CategoricalArrays.jl syntax question: vectorizing string operation

I’m assuming that there exists convenient syntax to performantly vectorize string operations on categorical arrays?

Suppose we want to subset a categorical array to the values whose labels satisfy some condition. Consider the examples:

using CategoricalArrays
strarr = ["bob", "job", "toby", "tim", "jon"] 
catarr = CategoricalArray(strarr)

contains.(strarr, "o") 
endswith.(strarr, "ob") 
strarr .== "bob"
strarr .\in [["bob", "tim"]] 

# contains.(catarr, "o") # does not work - and, even though the intent is clear, it would be computationally inefficient if it did work . 
# endswith.(catarr, "ob") # does not work - same commentary as above
catarr .== "bob" # works, but is probably not efficient.  
catarr .\in [["bob", "tim"]] # works, but is probably not efficient.  

In all of these cases, what you want vectorization to do is something like

function contains(ca::CategoricalArray, x) 
   refs_contain = [i for (i, v) in enumerate(ca.pool.levels) if contains(v, x)]
   return ca.refs .\in [refs_contain]
end 

Strictly speaking, the semantics of the above function are wrong - contains should not be defined on a vector like the above. It should use the dot syntax.
However, the dot syntax will apply the function to each categorical value. If the function is slow, it would be better to evaluate it on the smaller array of levels and grab the corresponding references.

Does there exist syntax that I have overlooked that executes this? It’s not hard to write my own functions to do this, but I have this nagging feeling that there should be a simple, consistent syntax in the CategoricalArrays package to get performant vectorization on categorical arrays.
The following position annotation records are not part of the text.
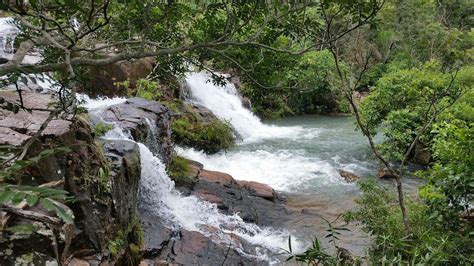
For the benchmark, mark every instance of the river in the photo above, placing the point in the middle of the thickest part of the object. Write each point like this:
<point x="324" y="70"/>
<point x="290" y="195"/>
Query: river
<point x="298" y="156"/>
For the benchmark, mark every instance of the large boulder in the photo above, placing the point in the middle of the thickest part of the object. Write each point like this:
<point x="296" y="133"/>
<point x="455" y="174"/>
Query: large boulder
<point x="104" y="186"/>
<point x="147" y="121"/>
<point x="196" y="126"/>
<point x="254" y="202"/>
<point x="102" y="81"/>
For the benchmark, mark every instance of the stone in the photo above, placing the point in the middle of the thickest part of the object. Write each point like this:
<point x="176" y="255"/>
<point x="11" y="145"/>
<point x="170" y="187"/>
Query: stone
<point x="258" y="189"/>
<point x="348" y="176"/>
<point x="209" y="197"/>
<point x="78" y="262"/>
<point x="147" y="121"/>
<point x="103" y="79"/>
<point x="216" y="177"/>
<point x="123" y="157"/>
<point x="193" y="248"/>
<point x="254" y="202"/>
<point x="385" y="174"/>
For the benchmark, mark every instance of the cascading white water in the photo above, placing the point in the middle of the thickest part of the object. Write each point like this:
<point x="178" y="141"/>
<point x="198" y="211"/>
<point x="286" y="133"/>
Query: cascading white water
<point x="159" y="196"/>
<point x="7" y="37"/>
<point x="225" y="103"/>
<point x="285" y="169"/>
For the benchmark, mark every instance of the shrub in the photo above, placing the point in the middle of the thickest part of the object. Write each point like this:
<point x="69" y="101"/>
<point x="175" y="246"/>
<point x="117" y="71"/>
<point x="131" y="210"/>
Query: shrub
<point x="178" y="170"/>
<point x="101" y="128"/>
<point x="210" y="137"/>
<point x="430" y="242"/>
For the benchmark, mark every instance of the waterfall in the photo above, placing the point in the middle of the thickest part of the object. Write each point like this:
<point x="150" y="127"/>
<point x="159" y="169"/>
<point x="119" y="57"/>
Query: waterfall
<point x="8" y="33"/>
<point x="159" y="196"/>
<point x="225" y="103"/>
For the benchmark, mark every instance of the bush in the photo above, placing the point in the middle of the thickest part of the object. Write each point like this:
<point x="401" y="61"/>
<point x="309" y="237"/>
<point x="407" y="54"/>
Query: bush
<point x="101" y="128"/>
<point x="430" y="242"/>
<point x="210" y="137"/>
<point x="178" y="170"/>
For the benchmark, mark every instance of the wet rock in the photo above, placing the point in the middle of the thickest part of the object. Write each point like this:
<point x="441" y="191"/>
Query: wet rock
<point x="209" y="197"/>
<point x="197" y="127"/>
<point x="147" y="121"/>
<point x="254" y="202"/>
<point x="78" y="262"/>
<point x="103" y="80"/>
<point x="348" y="176"/>
<point x="193" y="248"/>
<point x="258" y="189"/>
<point x="124" y="175"/>
<point x="216" y="177"/>
<point x="385" y="174"/>
<point x="104" y="201"/>
<point x="246" y="102"/>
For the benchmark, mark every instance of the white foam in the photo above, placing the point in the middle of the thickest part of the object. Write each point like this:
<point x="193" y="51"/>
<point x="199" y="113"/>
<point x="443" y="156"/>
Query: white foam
<point x="158" y="194"/>
<point x="100" y="103"/>
<point x="226" y="104"/>
<point x="283" y="170"/>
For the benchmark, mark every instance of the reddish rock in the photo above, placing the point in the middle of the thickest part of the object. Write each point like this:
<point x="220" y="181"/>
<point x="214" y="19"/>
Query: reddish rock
<point x="258" y="189"/>
<point x="194" y="168"/>
<point x="216" y="177"/>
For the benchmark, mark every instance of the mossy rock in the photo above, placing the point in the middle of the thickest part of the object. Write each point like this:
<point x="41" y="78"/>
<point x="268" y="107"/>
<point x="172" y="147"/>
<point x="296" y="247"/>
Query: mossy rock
<point x="197" y="127"/>
<point x="180" y="170"/>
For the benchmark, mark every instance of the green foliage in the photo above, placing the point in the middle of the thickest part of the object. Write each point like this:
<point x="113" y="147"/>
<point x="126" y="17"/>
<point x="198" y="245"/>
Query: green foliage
<point x="430" y="241"/>
<point x="101" y="128"/>
<point x="211" y="136"/>
<point x="178" y="170"/>
<point x="16" y="168"/>
<point x="47" y="197"/>
<point x="144" y="88"/>
<point x="127" y="245"/>
<point x="403" y="101"/>
<point x="449" y="191"/>
<point x="314" y="255"/>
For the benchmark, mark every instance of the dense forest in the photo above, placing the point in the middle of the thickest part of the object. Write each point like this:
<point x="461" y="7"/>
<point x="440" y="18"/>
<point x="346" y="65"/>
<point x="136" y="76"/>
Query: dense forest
<point x="402" y="70"/>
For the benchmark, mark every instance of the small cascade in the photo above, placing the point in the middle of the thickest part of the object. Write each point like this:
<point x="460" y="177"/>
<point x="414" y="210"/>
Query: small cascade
<point x="226" y="104"/>
<point x="159" y="196"/>
<point x="8" y="33"/>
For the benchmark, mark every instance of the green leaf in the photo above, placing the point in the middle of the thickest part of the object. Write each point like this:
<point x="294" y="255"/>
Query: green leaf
<point x="66" y="217"/>
<point x="47" y="204"/>
<point x="18" y="197"/>
<point x="6" y="196"/>
<point x="31" y="200"/>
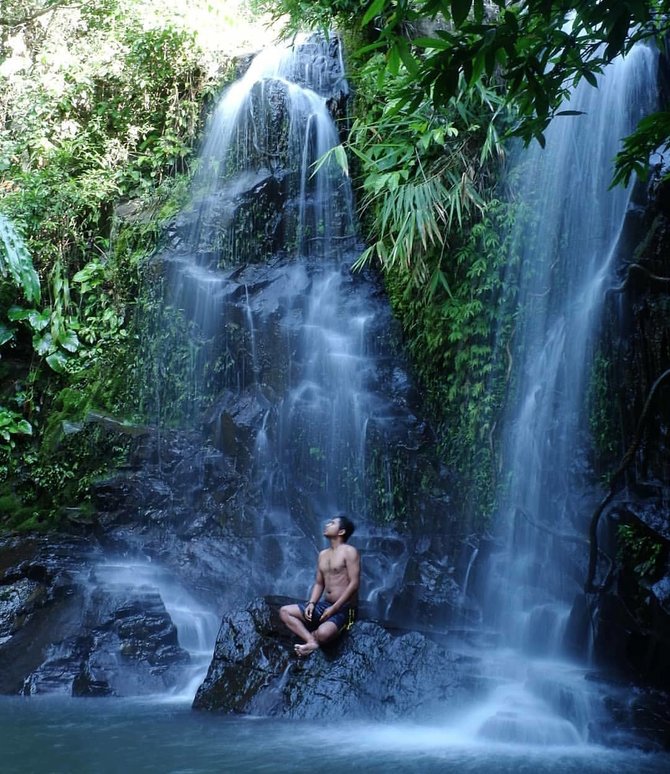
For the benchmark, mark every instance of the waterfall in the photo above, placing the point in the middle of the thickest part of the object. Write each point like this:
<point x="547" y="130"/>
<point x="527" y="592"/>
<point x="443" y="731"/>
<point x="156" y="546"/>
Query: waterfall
<point x="566" y="240"/>
<point x="270" y="348"/>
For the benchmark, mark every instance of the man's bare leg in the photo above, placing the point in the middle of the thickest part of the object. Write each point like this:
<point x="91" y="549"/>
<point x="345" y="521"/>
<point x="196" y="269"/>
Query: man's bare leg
<point x="326" y="632"/>
<point x="292" y="617"/>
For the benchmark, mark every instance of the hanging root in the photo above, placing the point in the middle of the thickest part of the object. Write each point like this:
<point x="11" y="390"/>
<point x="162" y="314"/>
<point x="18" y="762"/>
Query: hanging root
<point x="590" y="587"/>
<point x="639" y="267"/>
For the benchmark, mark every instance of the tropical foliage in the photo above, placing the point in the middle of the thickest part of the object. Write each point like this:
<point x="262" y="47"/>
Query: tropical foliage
<point x="101" y="103"/>
<point x="458" y="77"/>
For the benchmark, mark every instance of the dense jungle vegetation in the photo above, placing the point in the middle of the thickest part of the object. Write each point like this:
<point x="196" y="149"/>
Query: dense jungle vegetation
<point x="101" y="107"/>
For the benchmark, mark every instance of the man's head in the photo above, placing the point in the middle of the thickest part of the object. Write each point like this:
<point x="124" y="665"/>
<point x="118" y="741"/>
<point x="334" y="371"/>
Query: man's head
<point x="343" y="524"/>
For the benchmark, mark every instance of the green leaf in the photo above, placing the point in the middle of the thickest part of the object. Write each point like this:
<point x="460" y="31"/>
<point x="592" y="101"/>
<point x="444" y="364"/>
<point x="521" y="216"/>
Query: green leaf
<point x="5" y="334"/>
<point x="69" y="341"/>
<point x="57" y="361"/>
<point x="374" y="10"/>
<point x="460" y="10"/>
<point x="24" y="427"/>
<point x="43" y="344"/>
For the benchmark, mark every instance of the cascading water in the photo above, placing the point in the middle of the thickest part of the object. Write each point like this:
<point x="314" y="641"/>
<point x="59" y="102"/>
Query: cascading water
<point x="565" y="245"/>
<point x="287" y="351"/>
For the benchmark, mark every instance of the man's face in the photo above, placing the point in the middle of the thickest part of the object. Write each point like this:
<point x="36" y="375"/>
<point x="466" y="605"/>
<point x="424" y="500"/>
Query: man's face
<point x="332" y="528"/>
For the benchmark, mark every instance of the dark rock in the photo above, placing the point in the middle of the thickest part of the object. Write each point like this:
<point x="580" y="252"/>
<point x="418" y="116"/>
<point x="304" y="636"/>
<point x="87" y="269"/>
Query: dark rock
<point x="368" y="672"/>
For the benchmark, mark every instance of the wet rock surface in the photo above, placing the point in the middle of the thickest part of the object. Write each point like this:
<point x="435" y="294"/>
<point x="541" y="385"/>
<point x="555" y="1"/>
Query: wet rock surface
<point x="65" y="632"/>
<point x="369" y="672"/>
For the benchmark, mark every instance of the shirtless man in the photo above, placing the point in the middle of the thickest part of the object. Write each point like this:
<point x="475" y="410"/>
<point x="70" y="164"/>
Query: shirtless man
<point x="338" y="572"/>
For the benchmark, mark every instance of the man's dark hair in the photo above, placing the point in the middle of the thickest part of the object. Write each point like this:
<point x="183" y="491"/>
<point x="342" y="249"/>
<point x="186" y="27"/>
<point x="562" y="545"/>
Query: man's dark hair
<point x="347" y="525"/>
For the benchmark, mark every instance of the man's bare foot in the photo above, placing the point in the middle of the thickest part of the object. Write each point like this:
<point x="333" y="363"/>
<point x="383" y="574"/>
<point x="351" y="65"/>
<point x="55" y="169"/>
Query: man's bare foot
<point x="306" y="648"/>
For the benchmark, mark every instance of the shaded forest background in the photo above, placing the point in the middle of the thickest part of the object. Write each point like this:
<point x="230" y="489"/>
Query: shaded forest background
<point x="102" y="108"/>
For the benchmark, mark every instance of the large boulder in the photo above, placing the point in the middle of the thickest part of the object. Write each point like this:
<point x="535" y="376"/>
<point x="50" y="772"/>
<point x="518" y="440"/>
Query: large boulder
<point x="369" y="672"/>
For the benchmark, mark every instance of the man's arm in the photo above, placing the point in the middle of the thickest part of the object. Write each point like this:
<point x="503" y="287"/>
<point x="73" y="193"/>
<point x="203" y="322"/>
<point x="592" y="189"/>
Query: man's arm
<point x="353" y="561"/>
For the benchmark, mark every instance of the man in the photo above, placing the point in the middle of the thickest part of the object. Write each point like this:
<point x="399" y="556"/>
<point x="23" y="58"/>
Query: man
<point x="338" y="573"/>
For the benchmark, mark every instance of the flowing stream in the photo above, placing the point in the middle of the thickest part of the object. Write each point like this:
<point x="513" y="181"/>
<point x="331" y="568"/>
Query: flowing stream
<point x="303" y="361"/>
<point x="566" y="240"/>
I believe that conceptual model behind CategoricalArrays.jl is one in which values are atomic symbols. You can’t treat categorical values as if they were strings.

You have two options:

  1. Process strings in a vector of strings, relying on functions like contains, etc.
  2. Process categorical values using the CategoricalArrays.jl interface

Because I am a mere user of the package, this understanding may not reflect the conceptual model adopted by the authors. Others can help with additional input.

Aren’t you looking for PooledArrays.jl effectively? Unlike CategoricalArrays, it’s intended as a drop-in replacement for a regular array, just more efficient.
Not sure whether efficient mapping/broadcasting is implemented now, but it could easily be: then, stuff like containts.(arr, "o") would only run actual computations for unique values, not for each elemenet.

For the record, this package is not one of the large number of array packages listed in JuliaArrays.

Yes, it’s maintained by the JuliaData organization, not the JuliaArrays organizations. The reason for this is that it’s used heavily by the data packages and the maintainers mostly maintain other data packages.

1 Like

Thanks. I know that CategoricalArrays and PooledArrays are similar. My impression is that PooledArrays is lower overhead, and CategoricalArrays has slightly more features (such as ordering levels). What are the tradeoffs using these two packages, which do similar things?

No. They aren’t interchangeable.

PooledArrays are if you have a small set of numbers that are repeated many times in your vector. You want to reduce the memory footprint of that vector but have no other changes in behavior.

CategoricalArrays are for when you have categorical data. For example, if your data takes the vales 1, 2, 3, 4, but 1 represents “Car” and 2 represents “Bicycle”. You don’t want to add 1 and 2!

1 Like

Really helpful, thanks!